Sunday, 10 April 2011

Conference, Congratulations and Challenges

Jess Bradley reflects on what we have learned during SSDP conference.

Whilst cleaning up after the recent SSDP conference, I had a bit of a realisation. Taking down the posters, and tidying away all the flyers, leaflets and other bumph from the conference, I was amazed at just how far our movement has come, and just how much out organisation has matured. After all, it wasn’t too long ago that I attended the first national meeting of SSDP UK in a cupboard-cum-office in the University of Bradford Students Union, where three or four students decided to turn international drug laws on their head without any real plan, resources or funding.

Bringing together youth and student activists from all across Europe for a conference is no mean task and our success at this is one measurable way to show how far we have come. Even comparing it back to last years conference shows how well we have matured as an organisation. Much like this year, last years conference pulled in a good range of big-name speakers, useful workshops and activists from the student movement. But our success should not be simply measured by the pedigree of the keynote speakers, but on all the smaller details; how smoothly the conference runs, the food provided, and the democratic structures in place and how we engage with them. Seeing as the food provided was more than cuppasoups and teas like last year, we have definitely come a long way.

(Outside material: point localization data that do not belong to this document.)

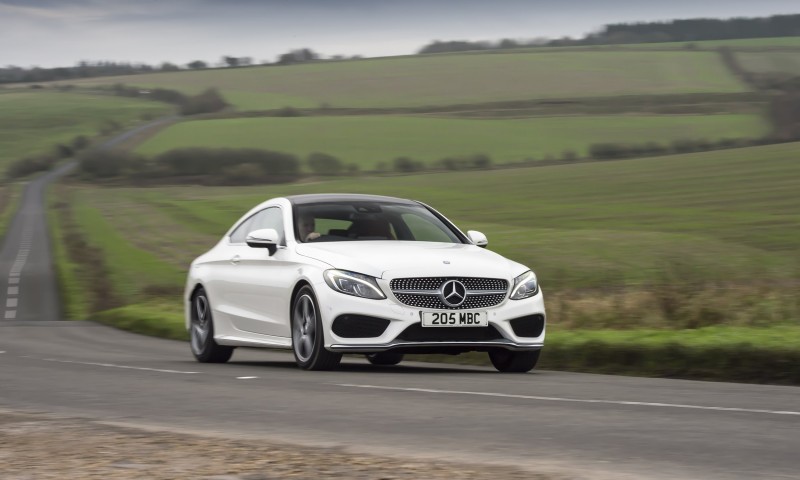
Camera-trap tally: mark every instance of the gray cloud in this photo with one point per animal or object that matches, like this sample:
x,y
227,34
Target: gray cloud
x,y
61,32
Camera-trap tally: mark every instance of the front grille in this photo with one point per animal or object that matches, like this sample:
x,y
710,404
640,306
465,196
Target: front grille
x,y
433,283
423,292
418,333
528,326
433,301
359,326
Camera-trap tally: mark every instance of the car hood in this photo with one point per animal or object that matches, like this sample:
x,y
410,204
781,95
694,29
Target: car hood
x,y
392,259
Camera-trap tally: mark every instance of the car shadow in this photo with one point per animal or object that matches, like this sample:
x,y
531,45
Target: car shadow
x,y
368,368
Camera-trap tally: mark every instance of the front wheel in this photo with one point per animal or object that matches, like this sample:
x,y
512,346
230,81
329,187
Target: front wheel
x,y
308,339
514,362
201,332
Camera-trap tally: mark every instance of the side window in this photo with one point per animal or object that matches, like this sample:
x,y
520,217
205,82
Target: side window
x,y
423,230
242,230
268,218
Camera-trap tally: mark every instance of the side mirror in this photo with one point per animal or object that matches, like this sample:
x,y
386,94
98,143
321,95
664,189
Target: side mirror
x,y
478,238
265,238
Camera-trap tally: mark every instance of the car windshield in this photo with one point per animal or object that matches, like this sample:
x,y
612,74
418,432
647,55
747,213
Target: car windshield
x,y
352,221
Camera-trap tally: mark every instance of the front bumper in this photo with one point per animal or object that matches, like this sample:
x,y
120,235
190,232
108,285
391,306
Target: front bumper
x,y
401,316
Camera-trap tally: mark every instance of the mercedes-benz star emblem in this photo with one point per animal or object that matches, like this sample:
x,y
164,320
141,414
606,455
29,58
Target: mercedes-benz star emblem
x,y
453,293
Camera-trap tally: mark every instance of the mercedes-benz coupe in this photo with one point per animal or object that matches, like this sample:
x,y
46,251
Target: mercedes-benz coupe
x,y
329,274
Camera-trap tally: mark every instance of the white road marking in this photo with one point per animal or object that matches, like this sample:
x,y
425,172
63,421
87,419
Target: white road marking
x,y
574,400
111,365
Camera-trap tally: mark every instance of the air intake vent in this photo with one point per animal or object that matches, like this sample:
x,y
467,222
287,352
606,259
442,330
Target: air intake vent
x,y
359,326
529,326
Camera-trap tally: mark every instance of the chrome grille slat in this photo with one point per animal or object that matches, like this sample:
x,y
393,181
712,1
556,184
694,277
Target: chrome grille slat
x,y
423,292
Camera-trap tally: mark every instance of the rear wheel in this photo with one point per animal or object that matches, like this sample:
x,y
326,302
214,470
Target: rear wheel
x,y
385,358
308,340
201,332
507,361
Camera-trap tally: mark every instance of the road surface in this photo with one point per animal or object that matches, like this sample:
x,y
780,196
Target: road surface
x,y
591,426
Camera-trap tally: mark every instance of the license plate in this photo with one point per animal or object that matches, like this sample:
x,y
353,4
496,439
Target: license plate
x,y
455,319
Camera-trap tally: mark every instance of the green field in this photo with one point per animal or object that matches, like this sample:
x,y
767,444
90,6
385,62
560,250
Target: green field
x,y
771,62
33,122
719,227
454,79
370,140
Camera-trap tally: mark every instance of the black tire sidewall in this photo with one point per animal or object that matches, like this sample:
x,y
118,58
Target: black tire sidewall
x,y
319,337
211,351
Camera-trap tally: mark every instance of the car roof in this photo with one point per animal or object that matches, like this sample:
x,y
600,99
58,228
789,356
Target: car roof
x,y
345,197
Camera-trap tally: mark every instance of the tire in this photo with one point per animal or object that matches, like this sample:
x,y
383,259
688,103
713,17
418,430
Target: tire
x,y
514,362
201,332
308,338
384,358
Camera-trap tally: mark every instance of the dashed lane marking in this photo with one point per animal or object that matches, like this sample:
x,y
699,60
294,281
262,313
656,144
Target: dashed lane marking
x,y
574,400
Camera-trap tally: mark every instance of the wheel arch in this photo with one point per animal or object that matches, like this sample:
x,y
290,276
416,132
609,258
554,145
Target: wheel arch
x,y
188,304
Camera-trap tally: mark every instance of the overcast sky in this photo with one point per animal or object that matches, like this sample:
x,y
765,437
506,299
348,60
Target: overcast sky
x,y
50,33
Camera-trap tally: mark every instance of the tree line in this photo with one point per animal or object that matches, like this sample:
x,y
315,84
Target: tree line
x,y
686,30
85,69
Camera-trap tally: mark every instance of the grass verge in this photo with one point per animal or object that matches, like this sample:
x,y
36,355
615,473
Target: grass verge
x,y
719,353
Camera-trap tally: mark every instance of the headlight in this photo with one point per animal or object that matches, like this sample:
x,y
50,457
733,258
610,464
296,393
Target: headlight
x,y
525,286
355,284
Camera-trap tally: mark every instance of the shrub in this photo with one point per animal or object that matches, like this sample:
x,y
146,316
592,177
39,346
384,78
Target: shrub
x,y
207,102
109,163
569,156
407,165
608,151
324,164
30,165
64,151
288,112
80,142
481,160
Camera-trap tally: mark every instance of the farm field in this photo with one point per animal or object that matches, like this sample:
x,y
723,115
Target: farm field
x,y
370,140
33,122
771,62
454,79
721,227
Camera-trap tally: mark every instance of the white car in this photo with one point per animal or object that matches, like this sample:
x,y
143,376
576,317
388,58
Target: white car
x,y
329,274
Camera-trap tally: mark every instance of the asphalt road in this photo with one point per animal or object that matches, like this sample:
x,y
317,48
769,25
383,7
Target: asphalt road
x,y
582,425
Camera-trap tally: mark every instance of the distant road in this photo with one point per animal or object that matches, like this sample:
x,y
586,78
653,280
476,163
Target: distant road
x,y
582,425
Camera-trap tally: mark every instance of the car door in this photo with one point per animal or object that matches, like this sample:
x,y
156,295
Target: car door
x,y
258,285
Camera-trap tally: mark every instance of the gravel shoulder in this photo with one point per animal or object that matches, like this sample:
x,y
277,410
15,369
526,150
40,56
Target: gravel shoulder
x,y
38,445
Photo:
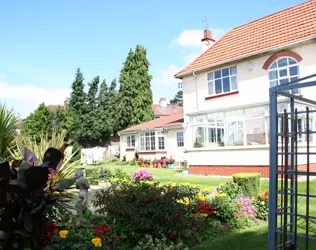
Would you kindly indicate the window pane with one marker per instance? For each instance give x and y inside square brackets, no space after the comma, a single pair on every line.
[218,74]
[283,72]
[226,84]
[233,80]
[210,76]
[294,71]
[233,70]
[211,88]
[273,75]
[273,83]
[283,81]
[282,62]
[291,61]
[273,65]
[255,132]
[218,86]
[225,72]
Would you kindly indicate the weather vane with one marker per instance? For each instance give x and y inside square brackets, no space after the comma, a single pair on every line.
[206,22]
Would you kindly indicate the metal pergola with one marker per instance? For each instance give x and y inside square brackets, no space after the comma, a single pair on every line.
[291,218]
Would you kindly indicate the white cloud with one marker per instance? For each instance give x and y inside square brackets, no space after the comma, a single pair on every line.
[166,77]
[27,97]
[192,37]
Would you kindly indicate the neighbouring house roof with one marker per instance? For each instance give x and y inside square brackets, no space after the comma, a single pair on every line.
[164,121]
[278,30]
[169,110]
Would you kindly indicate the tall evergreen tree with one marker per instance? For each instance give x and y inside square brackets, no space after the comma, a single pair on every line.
[178,99]
[91,128]
[104,124]
[135,95]
[39,122]
[77,106]
[142,104]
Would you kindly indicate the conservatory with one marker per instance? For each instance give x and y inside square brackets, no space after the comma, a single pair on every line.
[242,126]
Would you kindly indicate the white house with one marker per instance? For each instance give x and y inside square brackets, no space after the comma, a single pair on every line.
[162,137]
[226,90]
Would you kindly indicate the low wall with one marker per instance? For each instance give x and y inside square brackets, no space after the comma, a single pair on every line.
[228,170]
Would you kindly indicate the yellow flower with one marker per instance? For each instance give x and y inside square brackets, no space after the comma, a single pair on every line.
[221,195]
[96,240]
[63,234]
[205,190]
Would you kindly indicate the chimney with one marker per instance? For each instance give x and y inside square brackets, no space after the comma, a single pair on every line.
[163,102]
[207,40]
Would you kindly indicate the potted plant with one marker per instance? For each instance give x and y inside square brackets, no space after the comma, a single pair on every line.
[170,162]
[162,163]
[147,163]
[155,163]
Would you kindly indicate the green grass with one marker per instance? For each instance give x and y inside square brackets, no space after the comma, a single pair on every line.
[254,238]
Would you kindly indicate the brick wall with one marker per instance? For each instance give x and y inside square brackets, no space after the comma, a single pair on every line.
[230,170]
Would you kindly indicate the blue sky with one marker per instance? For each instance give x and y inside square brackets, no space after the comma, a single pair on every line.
[43,42]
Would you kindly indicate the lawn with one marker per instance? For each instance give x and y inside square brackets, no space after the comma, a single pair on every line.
[254,238]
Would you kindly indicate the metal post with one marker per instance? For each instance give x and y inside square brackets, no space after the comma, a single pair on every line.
[273,170]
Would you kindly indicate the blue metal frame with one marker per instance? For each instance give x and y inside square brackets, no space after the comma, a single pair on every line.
[291,175]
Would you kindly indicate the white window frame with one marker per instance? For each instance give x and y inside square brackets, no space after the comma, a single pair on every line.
[211,81]
[152,141]
[180,143]
[131,141]
[275,67]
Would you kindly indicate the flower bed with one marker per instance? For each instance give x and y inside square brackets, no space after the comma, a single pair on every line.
[138,209]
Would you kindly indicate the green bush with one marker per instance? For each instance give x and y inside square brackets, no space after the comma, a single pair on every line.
[229,188]
[249,183]
[92,174]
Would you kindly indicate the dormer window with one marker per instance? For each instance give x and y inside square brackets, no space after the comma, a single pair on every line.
[284,70]
[222,81]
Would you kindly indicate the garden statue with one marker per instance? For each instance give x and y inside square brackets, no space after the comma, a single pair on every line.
[83,185]
[24,204]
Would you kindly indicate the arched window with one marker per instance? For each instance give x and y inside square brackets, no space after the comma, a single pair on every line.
[284,70]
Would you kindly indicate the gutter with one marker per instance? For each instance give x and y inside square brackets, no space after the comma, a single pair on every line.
[245,57]
[196,89]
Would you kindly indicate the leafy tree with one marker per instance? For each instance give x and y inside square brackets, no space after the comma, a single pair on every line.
[91,130]
[178,99]
[77,106]
[39,122]
[63,119]
[135,95]
[8,126]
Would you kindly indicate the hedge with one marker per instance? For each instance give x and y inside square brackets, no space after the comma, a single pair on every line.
[249,183]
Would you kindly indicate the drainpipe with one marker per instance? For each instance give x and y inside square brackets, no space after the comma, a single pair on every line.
[196,88]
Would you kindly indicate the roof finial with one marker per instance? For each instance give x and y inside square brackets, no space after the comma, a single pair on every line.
[206,23]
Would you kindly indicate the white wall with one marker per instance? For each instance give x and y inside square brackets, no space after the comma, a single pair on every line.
[240,156]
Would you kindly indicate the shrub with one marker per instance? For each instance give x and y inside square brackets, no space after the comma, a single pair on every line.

But, as our keynote speaker Deborah Peterson Small pointed out, we still have far to go as a movement. Besides the fact that international drug laws are far from being reformed, our movement is far from engaging the vast majority of people on a meaningful level, which is something we are going to have to do if we are going to get anywhere near changing the law around drugs.

And of course, the speakers we invited are invariably the same old faces who tour the same conferences talking at each other every year. The reason why most of them a so keen to come to SSDP conference is because our status as a youth and student organisation at least brings some new faces into an otherwise largely stagnant movement.

Even our organisation, which has the most scope for engaging a mass movement for drug law reform is far from diverse. Looking around conference, it seems our movement is dominated by white middleclass straight men; the demographic who aren’t exactly considered the most vulnerable or most affected by the War on Drugs.

Deborah set us a challenge. A challenge to broaden the movement beyond the movement and in effect, to fundamentally change the movement itself by ensuring it is a movement created by and for those most marginalised by the War on Drugs; the services users, gang members, ex-gang members, women, queers, medical users, people of colour and people struggling under poverty.

The fact of the matter is that we are the organisation best placed to take up the challenge of creating a diverse and democratic mass movement for drug law reform. Students, when not struggling with deadlines, have the time and young people have the energy to breathe new life into a movement which really needs it, as long as we are serious about stepping out of our comfort zones (and off our campuses). The question remains: are you with us on this?